A narrower trade gap than previously estimated contributed to the revision in the quarter. The gap subtracted 0.21 percentage points from GDP. In the initial estimate, the government reported that trade subtracted 0.58 percentage point from economic growth.

Bernanke yesterday cited housing and auto production as the main hurdles to economic expansion, and said residential construction is likely ``to be a drag on economic growth into next year.''

Residential Construction

Residential construction fell at an 18 percent annual rate in the third quarter, compared with 17.4 percent drop estimated last month and an 11.1 percent decline in the second three months of the year.

D.R. Horton Inc., the largest U.S. homebuilder by revenue, said fiscal fourth-quarter earnings fell 51 percent as customers canceled orders for new houses. The Fort Worth, Texas-based company doesn't expect the market to improve soon.

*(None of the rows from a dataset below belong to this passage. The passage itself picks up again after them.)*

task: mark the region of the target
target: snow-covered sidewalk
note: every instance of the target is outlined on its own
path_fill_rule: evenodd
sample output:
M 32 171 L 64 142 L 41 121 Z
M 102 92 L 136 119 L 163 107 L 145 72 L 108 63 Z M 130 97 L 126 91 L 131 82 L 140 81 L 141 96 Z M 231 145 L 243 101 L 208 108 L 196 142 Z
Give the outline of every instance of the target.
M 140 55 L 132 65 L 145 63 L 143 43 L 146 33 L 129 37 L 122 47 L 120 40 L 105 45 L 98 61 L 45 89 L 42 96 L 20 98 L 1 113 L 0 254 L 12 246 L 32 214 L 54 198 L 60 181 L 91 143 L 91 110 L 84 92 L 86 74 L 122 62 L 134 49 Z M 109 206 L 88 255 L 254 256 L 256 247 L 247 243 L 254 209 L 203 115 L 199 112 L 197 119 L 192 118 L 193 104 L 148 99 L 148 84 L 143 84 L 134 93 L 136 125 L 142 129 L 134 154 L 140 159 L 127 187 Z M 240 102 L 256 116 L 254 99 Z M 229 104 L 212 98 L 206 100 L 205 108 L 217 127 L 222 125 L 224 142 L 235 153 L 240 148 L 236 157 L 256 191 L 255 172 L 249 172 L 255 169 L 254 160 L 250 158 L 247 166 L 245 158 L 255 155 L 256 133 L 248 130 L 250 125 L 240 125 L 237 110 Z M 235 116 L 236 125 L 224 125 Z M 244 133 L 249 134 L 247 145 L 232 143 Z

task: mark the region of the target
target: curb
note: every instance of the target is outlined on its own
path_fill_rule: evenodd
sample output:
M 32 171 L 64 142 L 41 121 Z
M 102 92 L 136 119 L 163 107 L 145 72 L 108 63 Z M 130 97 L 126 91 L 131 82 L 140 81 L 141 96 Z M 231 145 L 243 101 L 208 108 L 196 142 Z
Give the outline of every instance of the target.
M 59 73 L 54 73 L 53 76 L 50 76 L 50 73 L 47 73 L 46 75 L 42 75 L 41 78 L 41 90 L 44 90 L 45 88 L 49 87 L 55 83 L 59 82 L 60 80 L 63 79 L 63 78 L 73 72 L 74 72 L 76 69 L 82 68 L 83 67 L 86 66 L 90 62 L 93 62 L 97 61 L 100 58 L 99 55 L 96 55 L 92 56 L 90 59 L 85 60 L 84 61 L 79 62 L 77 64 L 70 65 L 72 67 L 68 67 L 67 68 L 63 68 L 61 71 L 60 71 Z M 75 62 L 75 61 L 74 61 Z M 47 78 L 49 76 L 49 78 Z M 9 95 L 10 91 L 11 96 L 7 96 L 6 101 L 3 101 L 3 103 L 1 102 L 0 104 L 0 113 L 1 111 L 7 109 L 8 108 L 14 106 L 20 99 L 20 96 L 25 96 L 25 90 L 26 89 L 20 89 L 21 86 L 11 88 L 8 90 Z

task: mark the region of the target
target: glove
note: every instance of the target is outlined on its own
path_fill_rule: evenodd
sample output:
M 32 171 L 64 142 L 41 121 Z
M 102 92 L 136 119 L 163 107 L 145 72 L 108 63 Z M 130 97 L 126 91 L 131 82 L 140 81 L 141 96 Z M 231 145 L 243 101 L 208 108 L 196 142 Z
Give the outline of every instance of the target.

``As we look forward to 2007 we will have a more challenging year,'' Donald Tomnitz, the company's chief executive, said on a conference call Nov. 14.

Business fixed investment, which includes spending on commercial construction as well as on equipment and software, rose at a 10 percent annual rate last quarter. The government estimated last month that such investment rose at an 8.6 percent pace after a 4.4 percent rate of increase in the second quarter.

Spending on equipment and software rose at a 7.2 percent annual rate, compared with the 6.4 percent previously reported for the quarter.

Investment Outlook

A report yesterday raised concern business investment was slowing this quarter. Orders for durable goods dropped 8.3 percent in October, the most in more than six years, the Commerce Department said.

The drop prompted economists at Credit Suisse Holdings Inc., Morgan Stanley and Bear Stearns Cos. to lower growth economic growth forecasts for this quarter.

Today's report offered the first look at corporate profits for the quarter. Before-tax earnings adjusted for the value of inventories and capital depreciation, known as profits from current production, rose $66.2 billion, or 4.2 percent, compared with a 1.4 percent gain in the second quarter.